I was watching the brilliant Anthony Bourdain on tv a couple of weeks ago when he was traveling in Panama eating the local delicacies, one of which is Ceviche – fish cooked in citrus. The great thing about Panama is that you have access to Pacific fish on one coast and Atlantic species on the other, so you have a huge variety of fresh ingredients to play with.
I had eaten ceviche years ago in Odessa (I think) probably with, or due to Eleanor Walsh, a fabulous cook who used to have an involvement there. I remember being a little apprehensive about eating it, but when I tasted it it was amazing. I was having a few foodie friends over for supper the other day so I decided on ceviche for a starter.

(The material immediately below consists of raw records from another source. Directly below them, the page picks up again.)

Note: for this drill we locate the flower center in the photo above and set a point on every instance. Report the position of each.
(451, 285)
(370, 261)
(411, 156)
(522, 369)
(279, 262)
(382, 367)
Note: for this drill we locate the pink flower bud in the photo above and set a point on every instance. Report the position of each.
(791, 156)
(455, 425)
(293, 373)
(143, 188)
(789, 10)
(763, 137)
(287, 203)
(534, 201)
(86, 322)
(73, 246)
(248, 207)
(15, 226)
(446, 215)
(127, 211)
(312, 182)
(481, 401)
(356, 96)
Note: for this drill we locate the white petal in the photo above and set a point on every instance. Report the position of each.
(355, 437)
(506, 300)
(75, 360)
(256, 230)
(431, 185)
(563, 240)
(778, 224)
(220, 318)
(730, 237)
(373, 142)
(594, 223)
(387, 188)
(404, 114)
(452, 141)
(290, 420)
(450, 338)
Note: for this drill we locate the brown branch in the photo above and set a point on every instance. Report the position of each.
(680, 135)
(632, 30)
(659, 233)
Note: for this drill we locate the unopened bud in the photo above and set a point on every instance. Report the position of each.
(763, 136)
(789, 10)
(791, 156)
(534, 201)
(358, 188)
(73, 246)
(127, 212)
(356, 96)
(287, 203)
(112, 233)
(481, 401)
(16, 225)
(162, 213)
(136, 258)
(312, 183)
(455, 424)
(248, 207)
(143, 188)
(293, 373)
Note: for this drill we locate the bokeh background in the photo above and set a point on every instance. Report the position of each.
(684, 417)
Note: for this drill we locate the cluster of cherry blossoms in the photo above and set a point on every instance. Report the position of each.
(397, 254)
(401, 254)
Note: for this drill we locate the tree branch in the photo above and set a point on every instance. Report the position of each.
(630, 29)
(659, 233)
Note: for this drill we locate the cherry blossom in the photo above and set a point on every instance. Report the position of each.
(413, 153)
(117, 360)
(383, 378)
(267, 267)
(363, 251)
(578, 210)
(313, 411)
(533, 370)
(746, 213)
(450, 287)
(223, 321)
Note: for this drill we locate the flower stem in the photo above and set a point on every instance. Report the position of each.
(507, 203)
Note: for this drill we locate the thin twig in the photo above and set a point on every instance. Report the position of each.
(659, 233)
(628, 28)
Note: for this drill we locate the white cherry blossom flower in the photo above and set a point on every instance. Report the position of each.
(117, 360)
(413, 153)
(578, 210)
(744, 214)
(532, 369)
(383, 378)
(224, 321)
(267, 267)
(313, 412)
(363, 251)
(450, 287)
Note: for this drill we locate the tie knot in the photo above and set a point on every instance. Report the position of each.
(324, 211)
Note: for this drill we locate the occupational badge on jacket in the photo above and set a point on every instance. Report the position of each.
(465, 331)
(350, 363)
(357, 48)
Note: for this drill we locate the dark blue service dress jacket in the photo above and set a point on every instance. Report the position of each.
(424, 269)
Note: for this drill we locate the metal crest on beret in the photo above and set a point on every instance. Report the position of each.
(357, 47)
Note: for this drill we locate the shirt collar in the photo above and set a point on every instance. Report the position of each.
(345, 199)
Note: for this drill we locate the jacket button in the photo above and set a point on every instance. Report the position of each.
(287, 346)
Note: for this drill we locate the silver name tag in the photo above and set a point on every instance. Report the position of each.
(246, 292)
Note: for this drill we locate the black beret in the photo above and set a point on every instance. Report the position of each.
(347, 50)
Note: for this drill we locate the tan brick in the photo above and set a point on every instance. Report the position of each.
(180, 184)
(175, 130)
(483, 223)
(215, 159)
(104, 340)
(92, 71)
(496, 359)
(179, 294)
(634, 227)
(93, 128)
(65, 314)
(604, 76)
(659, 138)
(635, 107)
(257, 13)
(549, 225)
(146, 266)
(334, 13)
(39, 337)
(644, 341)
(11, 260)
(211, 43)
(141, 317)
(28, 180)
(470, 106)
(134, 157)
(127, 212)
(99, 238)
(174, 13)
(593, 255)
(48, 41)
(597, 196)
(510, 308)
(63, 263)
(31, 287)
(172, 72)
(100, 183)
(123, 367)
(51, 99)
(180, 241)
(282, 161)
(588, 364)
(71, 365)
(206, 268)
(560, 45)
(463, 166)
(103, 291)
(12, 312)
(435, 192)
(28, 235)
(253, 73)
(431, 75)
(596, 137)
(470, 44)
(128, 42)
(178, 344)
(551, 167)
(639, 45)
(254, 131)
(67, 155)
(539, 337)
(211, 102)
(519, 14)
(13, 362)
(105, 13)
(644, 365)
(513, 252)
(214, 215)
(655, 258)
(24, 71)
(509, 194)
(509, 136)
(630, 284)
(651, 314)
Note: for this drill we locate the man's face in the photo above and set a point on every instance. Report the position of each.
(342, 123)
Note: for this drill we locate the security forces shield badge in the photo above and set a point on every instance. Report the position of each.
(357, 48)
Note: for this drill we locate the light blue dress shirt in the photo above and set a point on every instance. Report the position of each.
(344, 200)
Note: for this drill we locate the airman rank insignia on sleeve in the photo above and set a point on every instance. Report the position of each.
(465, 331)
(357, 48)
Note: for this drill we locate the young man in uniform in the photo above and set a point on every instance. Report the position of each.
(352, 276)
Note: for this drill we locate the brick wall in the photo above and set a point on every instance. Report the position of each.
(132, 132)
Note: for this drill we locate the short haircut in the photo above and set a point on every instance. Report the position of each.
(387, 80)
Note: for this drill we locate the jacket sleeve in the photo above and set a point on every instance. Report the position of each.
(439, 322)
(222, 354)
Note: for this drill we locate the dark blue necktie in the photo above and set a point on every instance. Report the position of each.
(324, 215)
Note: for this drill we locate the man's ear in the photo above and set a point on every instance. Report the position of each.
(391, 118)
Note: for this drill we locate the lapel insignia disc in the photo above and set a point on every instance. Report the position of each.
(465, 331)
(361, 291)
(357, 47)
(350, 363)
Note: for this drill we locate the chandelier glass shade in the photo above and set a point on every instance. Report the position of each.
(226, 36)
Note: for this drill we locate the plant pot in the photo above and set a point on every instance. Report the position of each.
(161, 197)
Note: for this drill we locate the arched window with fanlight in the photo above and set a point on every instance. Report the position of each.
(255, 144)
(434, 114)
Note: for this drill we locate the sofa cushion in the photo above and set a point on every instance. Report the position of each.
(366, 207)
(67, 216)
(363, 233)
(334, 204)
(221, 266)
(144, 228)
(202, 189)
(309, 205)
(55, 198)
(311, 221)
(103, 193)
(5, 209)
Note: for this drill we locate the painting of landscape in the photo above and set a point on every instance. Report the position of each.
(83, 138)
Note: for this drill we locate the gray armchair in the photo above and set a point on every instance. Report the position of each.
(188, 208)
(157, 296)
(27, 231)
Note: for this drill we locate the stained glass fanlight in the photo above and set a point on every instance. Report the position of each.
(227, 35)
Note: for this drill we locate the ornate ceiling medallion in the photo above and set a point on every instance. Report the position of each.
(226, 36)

Having researched it on the web, it seems that of paramount importance is the freshness of the fish you use. I nipped up to the local fish shop and asked the fishmonger what was fresh, and ended up walking away with a mix of fresh whiting fillets, a bit of red snapper and little organic salmon.
about 1kg of freshest possible fish (whiting, red snapper, salmon)
5 limes and 2 lemons juiced
1 clove of garlic shaved
1 small red onion, very finely sliced
1 tomato, diced
1 very hot red chili, very finely sliced
1 yellow pepper, diced
hefty pinch of salt
a big bunch of coriander, very finely chopped, stalks included
1 avocado, sliced
1/4 mango, diced
Rinse the fish under cold running water & shake dry. Slice finely into 3 x 1 x 1 cm strips and place in a glass (non-reactive) bowl. Add everything except the avocado and mango. Cover and put in the fridge for 3 or 4 hours. Every hour or so, take it out and stir the mix around so that anything which isn’t submerged in the juice get its day in the liquor.
Shortly before eating, add in sliced avocado and mango. These are needed to balance the acid in the juices. Add in the rest of the coriander and mix well.
You can drain off some of the cooking liquor and serve it in shot glasses to your guests as an aperitif. It’s also reputed to be the best hangover cure in the world.